Tante volte abbiamo detto che le Mercedes non mostrano il loro reale potenziale, se non a tratti e poche volte in gara. Lo dimostra la strategia utilizzata sempre cauta, in marcatura di Vettel ma sulla mescola sempre più conservativa, la medium. Sì, certo, a tratti la Rossa viaggiava sui tempi della Mercedes, ma va detto che le Mercedes non hanno mai spinto al massimo (se non nei momenti di battaglia tra i due suoi piloti). D’altronde come ci disse a marzo l’ing. Mazzola (ex Ing. Ferrari) in diretta a Pit-Talk “quando nel 2004 avevamo una macchina nettamente superiore, mai e poi mai, eccetto i primi giri, Schumacher ha espresso tutta la potenzialità  della macchina perché poi dopo era talmente superiore che si andava con un ritmo nettamente inferiore”, ora a parti inverse la Mercedes crediamo faccia la stessa cosa.

Forse sarà il caso di rimanere con i piedi per terra come insegna il Team Principal della Ferrari Maurizio Arrivabene e cercare di analizzare obiettivamente i dati forniti dalla pista e da un Sebastian Vettel impeccabile.

Mercedes che avendo oramai vinto matematicamente sia il titolo piloti che costruttori si concentra ovviamente sullo sviluppo di alcune soluzioni per il 2016 ed ecco che ad Interlagos si presenta con un S-duct sperimentale su entrambe le vetture di Hamilton e Rosberg nella giornata di venerdì.

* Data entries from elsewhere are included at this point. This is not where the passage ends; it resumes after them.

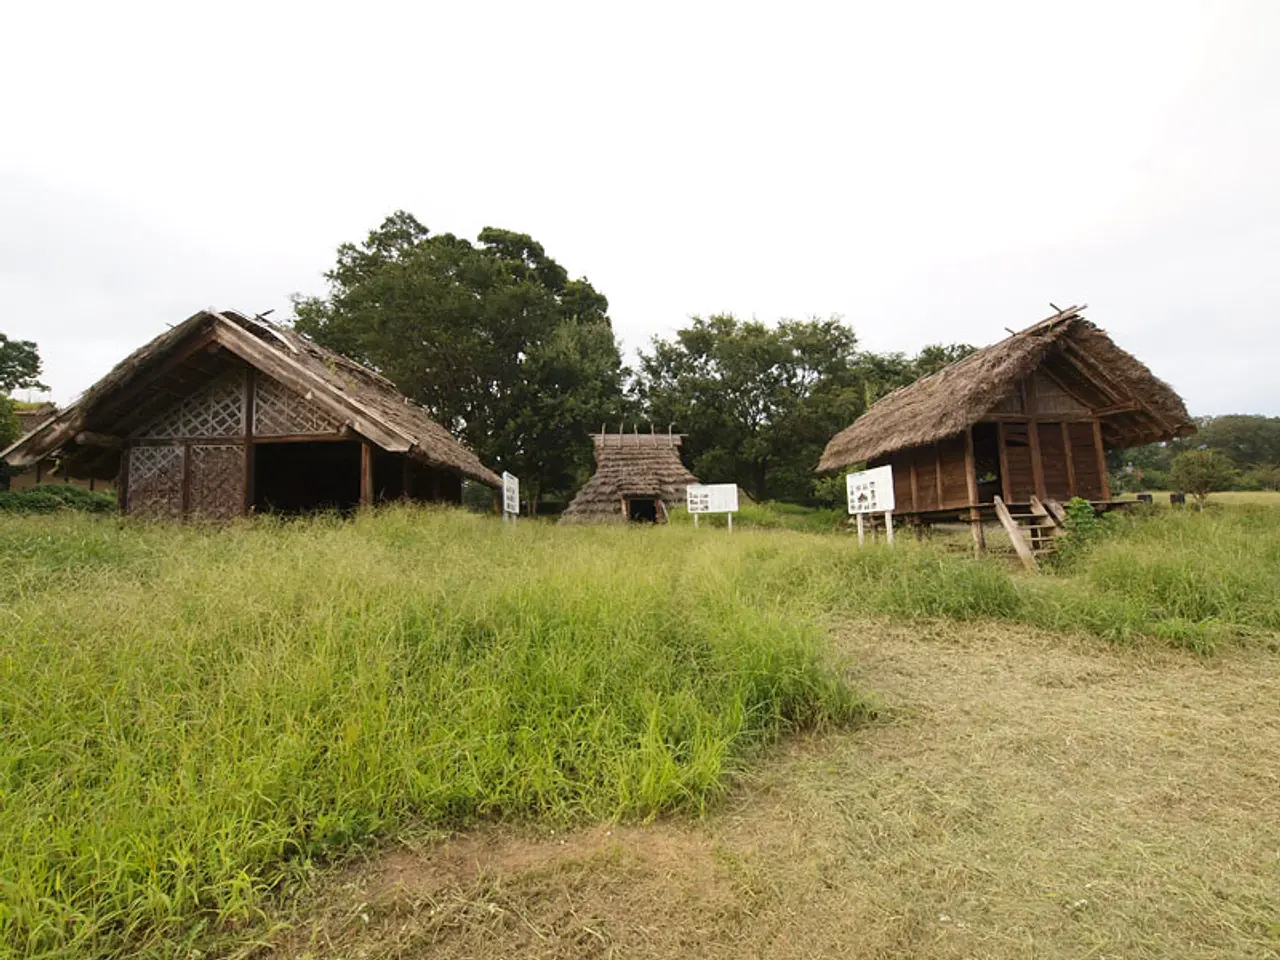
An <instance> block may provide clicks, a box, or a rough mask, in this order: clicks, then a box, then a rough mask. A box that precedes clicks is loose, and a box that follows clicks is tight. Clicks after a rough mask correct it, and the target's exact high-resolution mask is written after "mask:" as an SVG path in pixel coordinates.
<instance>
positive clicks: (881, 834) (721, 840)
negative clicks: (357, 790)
mask: <svg viewBox="0 0 1280 960" xmlns="http://www.w3.org/2000/svg"><path fill="white" fill-rule="evenodd" d="M838 643H840V644H841V648H842V649H845V650H847V652H849V653H850V654H852V657H854V658H855V668H854V669H855V675H856V677H858V682H859V684H860V685H861V686H864V687H867V689H870V690H874V691H877V692H879V694H881V698H882V701H883V705H884V712H883V717H882V719H881V721H879V722H877V723H874V724H872V726H868V727H864V728H860V730H855V731H845V732H838V733H832V735H827V736H820V737H808V739H803V740H799V741H795V742H791V744H790V745H787V746H786V748H783V749H781V750H778V751H777V754H776V755H773V756H771V758H769V759H768V760H767V762H764V763H763V764H762V765H760V767H758V772H756V776H755V777H754V778H753V782H750V783H748V785H745V786H744V787H742V788H740V790H739V791H737V792H736V796H735V800H733V801H731V803H730V804H728V805H726V808H724V809H722V810H719V812H718V813H716V814H714V815H713V817H712V818H709V819H708V820H707V822H705V823H700V824H671V823H659V824H653V826H649V827H622V828H618V827H608V826H604V827H598V828H594V829H590V831H584V832H576V833H573V835H571V836H567V837H554V836H547V837H530V836H529V835H513V833H511V832H500V831H485V832H480V833H477V835H475V836H468V837H463V838H456V840H451V841H445V842H443V844H434V845H425V846H422V847H421V849H419V850H412V849H407V847H406V849H402V850H397V851H393V852H390V854H387V855H384V856H383V858H380V859H378V860H375V861H372V863H370V864H367V865H365V867H361V868H358V869H353V870H348V872H346V873H344V874H343V876H342V877H338V878H334V879H333V882H332V883H330V884H329V887H328V888H326V890H325V891H324V892H323V896H321V902H323V908H320V909H319V910H316V911H315V913H312V914H311V915H310V916H308V918H307V920H306V922H305V923H303V924H302V925H301V927H300V928H297V929H294V931H293V932H292V933H288V934H285V936H283V937H282V938H280V941H279V948H278V951H276V956H280V957H291V959H297V957H310V956H343V957H357V956H369V957H375V956H376V957H463V956H466V957H512V956H536V957H571V956H593V957H596V956H598V957H684V956H705V957H744V956H748V957H817V956H832V957H835V956H838V957H1084V956H1088V957H1100V959H1101V957H1280V655H1276V654H1275V653H1265V652H1258V653H1251V652H1231V653H1228V654H1224V655H1222V657H1220V658H1217V659H1213V660H1211V662H1199V660H1196V659H1192V658H1189V657H1185V655H1179V654H1165V653H1149V652H1147V653H1133V652H1116V650H1112V649H1108V648H1106V646H1103V645H1100V644H1096V643H1091V641H1071V640H1061V639H1057V637H1046V636H1043V635H1036V634H1032V632H1028V631H1025V630H1009V628H1002V627H991V626H980V627H959V628H957V627H956V626H954V625H946V626H938V627H936V628H923V630H922V628H919V627H913V628H905V627H900V626H899V627H891V626H884V625H864V626H850V627H849V628H846V630H845V631H842V632H841V635H840V637H838Z"/></svg>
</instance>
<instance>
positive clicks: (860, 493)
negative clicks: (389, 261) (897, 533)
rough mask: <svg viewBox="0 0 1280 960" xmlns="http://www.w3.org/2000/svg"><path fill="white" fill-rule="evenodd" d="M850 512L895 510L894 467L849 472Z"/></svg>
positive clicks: (885, 511) (848, 477)
mask: <svg viewBox="0 0 1280 960" xmlns="http://www.w3.org/2000/svg"><path fill="white" fill-rule="evenodd" d="M845 490H846V493H847V494H849V512H850V513H851V515H855V516H856V515H860V513H891V512H892V511H893V467H890V466H883V467H874V468H873V470H864V471H863V472H860V474H849V475H847V476H846V477H845Z"/></svg>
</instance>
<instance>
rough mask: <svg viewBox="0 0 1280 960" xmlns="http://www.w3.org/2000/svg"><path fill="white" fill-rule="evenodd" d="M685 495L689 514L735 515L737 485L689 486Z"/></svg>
mask: <svg viewBox="0 0 1280 960" xmlns="http://www.w3.org/2000/svg"><path fill="white" fill-rule="evenodd" d="M685 495H686V497H687V503H689V512H690V513H737V484H690V485H689V486H686V488H685Z"/></svg>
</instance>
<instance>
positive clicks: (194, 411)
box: [134, 369, 244, 439]
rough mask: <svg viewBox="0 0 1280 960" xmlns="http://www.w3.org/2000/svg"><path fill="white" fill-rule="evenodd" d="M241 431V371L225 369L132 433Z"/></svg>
mask: <svg viewBox="0 0 1280 960" xmlns="http://www.w3.org/2000/svg"><path fill="white" fill-rule="evenodd" d="M243 434H244V371H243V370H238V369H237V370H228V371H227V372H225V374H223V375H221V376H219V378H218V379H215V380H212V381H210V383H209V384H206V385H205V387H202V388H201V389H200V390H197V392H196V393H193V394H191V396H189V397H186V398H183V399H180V401H175V402H174V404H173V406H172V407H169V410H166V411H165V412H164V413H161V415H160V416H159V417H156V419H155V420H152V421H151V422H150V424H148V425H147V426H145V428H142V429H141V430H138V431H136V433H134V436H140V438H154V439H170V438H178V436H242V435H243Z"/></svg>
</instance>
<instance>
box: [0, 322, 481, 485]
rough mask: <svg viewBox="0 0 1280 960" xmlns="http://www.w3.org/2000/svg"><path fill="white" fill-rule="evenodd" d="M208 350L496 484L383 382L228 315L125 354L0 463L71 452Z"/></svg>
mask: <svg viewBox="0 0 1280 960" xmlns="http://www.w3.org/2000/svg"><path fill="white" fill-rule="evenodd" d="M205 340H207V342H209V343H212V344H216V346H218V347H221V348H225V349H227V351H228V352H230V353H232V355H234V356H237V357H239V358H241V360H243V361H244V362H246V364H250V365H252V366H255V367H257V369H259V370H262V371H265V372H266V374H269V375H270V376H271V378H274V379H276V380H279V381H282V383H283V384H285V385H287V387H289V388H291V389H293V390H294V392H297V393H300V394H302V396H305V397H306V398H307V399H308V401H311V402H312V403H315V404H316V406H317V407H320V408H321V410H323V411H325V412H326V413H328V415H330V416H332V417H334V419H335V420H337V421H338V422H339V424H342V425H344V426H346V428H348V429H349V430H351V431H352V433H353V434H356V435H360V436H364V438H365V439H367V440H370V442H371V443H375V444H378V445H379V447H381V448H383V449H387V451H390V452H396V453H404V454H407V456H408V457H411V458H412V460H417V461H421V462H422V463H426V465H428V466H433V467H443V468H445V470H451V471H454V472H457V474H460V475H462V476H465V477H468V479H471V480H476V481H479V483H481V484H485V485H488V486H500V485H502V480H500V479H499V477H498V475H497V474H494V472H493V471H492V470H489V468H488V467H485V466H484V465H483V463H481V462H480V460H479V458H477V457H476V456H475V453H472V452H471V451H470V449H467V448H466V447H463V445H462V444H461V443H460V442H458V440H457V439H454V438H453V435H452V434H451V433H449V431H448V430H445V429H444V428H443V426H440V425H439V424H436V422H435V421H434V420H431V417H430V416H429V415H428V412H426V411H425V410H422V407H420V406H417V404H416V403H412V402H411V401H410V399H408V398H407V397H404V396H403V394H401V393H399V392H398V390H397V389H396V387H394V384H392V383H390V381H389V380H388V379H387V378H384V376H380V375H379V374H376V372H374V371H372V370H369V369H367V367H365V366H361V365H360V364H356V362H355V361H352V360H348V358H347V357H343V356H342V355H339V353H334V352H333V351H330V349H326V348H324V347H321V346H319V344H316V343H312V342H311V340H308V339H307V338H306V337H303V335H301V334H300V333H297V332H294V330H292V329H289V328H287V326H280V325H276V324H271V323H269V321H266V320H264V319H261V317H251V316H247V315H244V314H238V312H236V311H230V310H227V311H211V310H205V311H201V312H198V314H195V315H193V316H191V317H188V319H187V320H184V321H183V323H180V324H178V325H177V326H174V328H172V329H169V330H166V332H165V333H163V334H160V335H159V337H156V338H155V339H152V340H151V342H150V343H147V344H146V346H143V347H141V348H138V349H137V351H134V352H133V353H131V355H129V356H128V357H127V358H125V360H123V361H122V362H120V364H118V365H116V366H115V367H113V369H111V371H110V372H108V374H106V376H104V378H102V379H101V380H99V381H97V383H96V384H93V385H92V387H91V388H90V389H88V390H86V392H84V393H83V394H82V396H81V397H79V399H77V401H76V402H74V403H72V404H70V406H69V407H67V408H65V410H63V411H60V412H59V413H56V415H55V416H54V417H51V419H49V420H46V421H45V422H44V424H41V425H40V426H38V428H37V429H35V430H33V431H32V433H28V434H27V435H26V436H23V438H22V439H19V440H18V442H17V443H14V444H13V445H12V447H9V448H8V449H6V451H4V452H0V460H4V461H6V462H8V463H10V465H12V466H15V467H22V466H27V465H29V463H35V462H36V461H38V460H42V458H45V457H50V456H55V454H56V453H59V451H61V449H63V448H64V447H68V445H70V447H76V445H78V444H81V443H83V442H84V439H86V436H87V435H88V436H92V435H95V434H97V433H99V431H106V433H109V431H110V430H109V426H110V425H109V424H108V422H105V420H104V417H105V416H106V413H105V411H108V410H109V408H110V407H111V406H113V404H114V403H115V402H116V401H118V399H119V398H120V397H122V396H124V394H127V393H129V392H132V390H134V389H137V388H142V387H143V385H145V384H146V383H147V381H148V378H151V376H152V375H155V374H156V371H157V370H161V369H163V367H164V364H165V362H166V361H170V360H172V358H174V357H177V356H180V353H182V351H183V349H188V348H189V347H191V346H192V344H196V343H202V342H205Z"/></svg>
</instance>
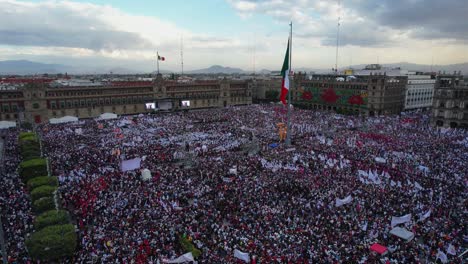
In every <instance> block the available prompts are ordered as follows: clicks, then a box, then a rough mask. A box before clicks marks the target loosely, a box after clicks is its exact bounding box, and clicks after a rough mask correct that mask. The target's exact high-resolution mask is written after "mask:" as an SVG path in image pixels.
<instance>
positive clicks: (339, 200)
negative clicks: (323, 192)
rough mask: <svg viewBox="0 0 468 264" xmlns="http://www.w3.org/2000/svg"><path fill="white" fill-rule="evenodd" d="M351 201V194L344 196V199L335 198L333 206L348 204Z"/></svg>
mask: <svg viewBox="0 0 468 264" xmlns="http://www.w3.org/2000/svg"><path fill="white" fill-rule="evenodd" d="M352 201H353V197H351V195H348V196H346V197H345V198H344V199H339V198H336V200H335V206H336V207H340V206H342V205H345V204H349V203H350V202H352Z"/></svg>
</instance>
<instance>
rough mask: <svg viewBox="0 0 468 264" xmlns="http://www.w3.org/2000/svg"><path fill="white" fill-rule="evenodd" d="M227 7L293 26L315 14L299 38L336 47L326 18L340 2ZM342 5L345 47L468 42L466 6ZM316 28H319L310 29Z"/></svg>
mask: <svg viewBox="0 0 468 264" xmlns="http://www.w3.org/2000/svg"><path fill="white" fill-rule="evenodd" d="M228 2H229V3H231V5H232V6H233V7H234V8H235V9H237V11H238V12H239V13H246V14H251V13H253V12H256V13H262V14H265V15H269V16H271V17H273V18H275V19H277V20H278V21H287V20H288V19H290V18H293V20H294V18H295V14H297V11H298V10H299V11H301V12H302V13H303V14H310V15H308V16H309V19H305V20H304V19H302V22H303V23H302V24H299V27H296V29H297V30H296V32H297V33H298V35H299V36H301V37H315V38H320V39H321V43H322V44H323V45H326V46H334V45H336V23H331V21H332V20H333V19H334V18H332V17H330V13H329V12H327V11H329V9H328V7H331V6H333V5H335V4H336V3H337V2H335V1H324V0H289V1H287V2H288V4H287V5H285V4H284V3H285V1H278V0H249V1H246V0H228ZM242 2H249V3H255V4H256V7H255V8H254V9H242V5H241V4H240V3H242ZM341 3H342V5H343V13H342V17H343V18H344V21H343V23H342V33H341V34H340V45H355V46H364V47H380V46H392V45H395V44H396V43H397V42H398V38H399V37H401V35H405V36H403V38H407V37H408V36H409V37H410V38H414V39H424V40H429V39H450V40H452V42H451V43H457V42H458V43H459V42H467V40H468V20H467V14H468V1H467V0H345V1H341ZM280 7H281V8H280ZM304 10H306V11H304ZM350 13H352V15H353V18H355V17H356V16H358V17H360V18H362V19H359V20H352V19H351V20H350ZM317 14H318V15H317ZM301 18H303V17H301ZM316 18H318V19H316ZM314 19H315V20H314ZM295 20H296V21H298V20H300V19H298V18H296V19H295ZM314 21H315V22H314ZM313 23H315V25H314V27H313V28H311V26H310V25H312V24H313ZM308 24H310V25H308ZM296 25H297V22H296ZM396 34H400V36H398V35H396Z"/></svg>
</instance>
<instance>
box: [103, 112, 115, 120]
mask: <svg viewBox="0 0 468 264" xmlns="http://www.w3.org/2000/svg"><path fill="white" fill-rule="evenodd" d="M116 118H117V115H116V114H114V113H104V114H102V115H100V116H99V119H104V120H107V119H116Z"/></svg>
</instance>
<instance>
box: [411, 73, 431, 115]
mask: <svg viewBox="0 0 468 264" xmlns="http://www.w3.org/2000/svg"><path fill="white" fill-rule="evenodd" d="M435 82H436V79H435V75H427V74H422V73H409V74H408V84H407V85H406V96H405V110H411V109H427V108H431V107H432V98H433V97H434V86H435Z"/></svg>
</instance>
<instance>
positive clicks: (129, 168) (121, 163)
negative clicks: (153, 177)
mask: <svg viewBox="0 0 468 264" xmlns="http://www.w3.org/2000/svg"><path fill="white" fill-rule="evenodd" d="M140 163H141V159H140V158H134V159H131V160H123V161H122V163H121V164H120V169H121V170H122V171H123V172H125V171H129V170H135V169H139V168H140Z"/></svg>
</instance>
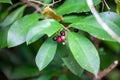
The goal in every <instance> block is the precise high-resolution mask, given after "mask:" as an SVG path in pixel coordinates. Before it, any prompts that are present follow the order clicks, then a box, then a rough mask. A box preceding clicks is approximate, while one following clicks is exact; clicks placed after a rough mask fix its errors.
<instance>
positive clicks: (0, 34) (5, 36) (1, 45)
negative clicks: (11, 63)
mask: <svg viewBox="0 0 120 80" xmlns="http://www.w3.org/2000/svg"><path fill="white" fill-rule="evenodd" d="M8 30H9V27H5V28H2V29H0V48H3V47H6V46H7V34H8Z"/></svg>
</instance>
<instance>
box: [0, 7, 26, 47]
mask: <svg viewBox="0 0 120 80" xmlns="http://www.w3.org/2000/svg"><path fill="white" fill-rule="evenodd" d="M25 7H26V6H22V7H20V8H18V9H17V10H15V11H13V12H12V13H11V14H9V15H8V16H7V17H6V18H5V20H4V21H3V23H2V24H0V27H1V29H0V47H1V48H3V47H6V46H7V34H8V29H9V27H10V24H12V23H13V22H14V21H15V20H17V19H18V18H20V17H21V16H22V14H23V11H24V9H25Z"/></svg>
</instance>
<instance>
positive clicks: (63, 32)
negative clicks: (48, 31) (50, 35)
mask: <svg viewBox="0 0 120 80" xmlns="http://www.w3.org/2000/svg"><path fill="white" fill-rule="evenodd" d="M53 40H54V41H57V42H58V43H60V42H62V41H64V40H65V31H60V35H59V36H54V37H53Z"/></svg>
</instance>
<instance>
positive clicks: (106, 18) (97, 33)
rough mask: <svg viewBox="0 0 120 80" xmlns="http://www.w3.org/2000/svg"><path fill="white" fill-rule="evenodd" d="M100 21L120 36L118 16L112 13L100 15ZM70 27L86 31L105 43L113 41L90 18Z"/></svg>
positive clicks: (96, 24) (119, 19) (83, 20)
mask: <svg viewBox="0 0 120 80" xmlns="http://www.w3.org/2000/svg"><path fill="white" fill-rule="evenodd" d="M100 17H101V18H102V20H103V21H104V22H105V23H106V24H107V25H108V26H109V27H110V28H111V29H112V30H113V31H114V32H115V33H116V34H117V35H118V36H120V28H119V25H120V16H119V15H118V14H116V13H113V12H104V13H100ZM70 26H71V27H74V28H78V29H80V30H83V31H86V32H88V33H89V34H91V35H92V36H94V37H96V38H98V39H101V40H106V41H115V40H114V39H113V38H112V37H111V36H110V35H109V34H108V33H107V32H106V31H105V30H104V29H103V28H102V27H101V26H100V25H99V24H98V22H97V21H96V19H95V18H94V17H93V15H92V16H88V17H86V18H85V19H83V20H81V21H80V22H77V23H73V24H71V25H70Z"/></svg>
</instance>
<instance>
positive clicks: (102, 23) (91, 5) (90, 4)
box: [86, 0, 120, 43]
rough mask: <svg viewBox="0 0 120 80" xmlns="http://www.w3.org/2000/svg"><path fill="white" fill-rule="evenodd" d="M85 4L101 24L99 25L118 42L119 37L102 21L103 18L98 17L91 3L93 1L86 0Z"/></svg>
mask: <svg viewBox="0 0 120 80" xmlns="http://www.w3.org/2000/svg"><path fill="white" fill-rule="evenodd" d="M86 1H87V4H88V6H89V8H90V10H91V12H92V14H93V16H94V17H95V18H96V20H97V22H98V23H99V24H100V25H101V27H102V28H103V29H104V30H105V31H106V32H107V33H108V34H109V35H110V36H111V37H112V38H113V39H115V40H116V41H117V42H119V43H120V37H119V36H118V35H117V34H116V33H115V32H114V31H113V30H112V29H110V28H109V26H108V25H107V24H106V23H105V22H103V20H102V19H101V18H100V16H99V14H98V12H97V11H96V9H95V7H94V5H93V1H92V0H86Z"/></svg>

Un dispositivo, o per meglio dire una diavoleria aerodinamica che già utilizzano da tempo Red Bull, McLaren e Force India (in passato anche Sauber). Si tratta di una canalizzazione a S ricavata all’interno del telaio che raccoglie aria dalla parte inferiore del cockpit per canalizzarla verso la parte superiore. In questo modo si evita il distacco della vena fluida e si migliora il flusso nella parte inferiore della vettura, zona che come sappiamo risulta essere essenziale per l’efficienza aerodinamica della macchina.

Va detto però che la Mercedes ha montato solo lo “sfogo” superiore del sistema s-duct esclusivamente per provare i disturbi aerodinamici che questo potrebbe creare sopra al cockpit. Non è stato installato quindi, ne il condotto a “S” ne la presa in dinamica nella parte inferiore della vettura anche perché queste modifiche avrebbero portato a  modifiche strutturali del telaio e quindi avrebbe obbligato il team ad un nuovo crash-test e che in effetti non è stato eseguito.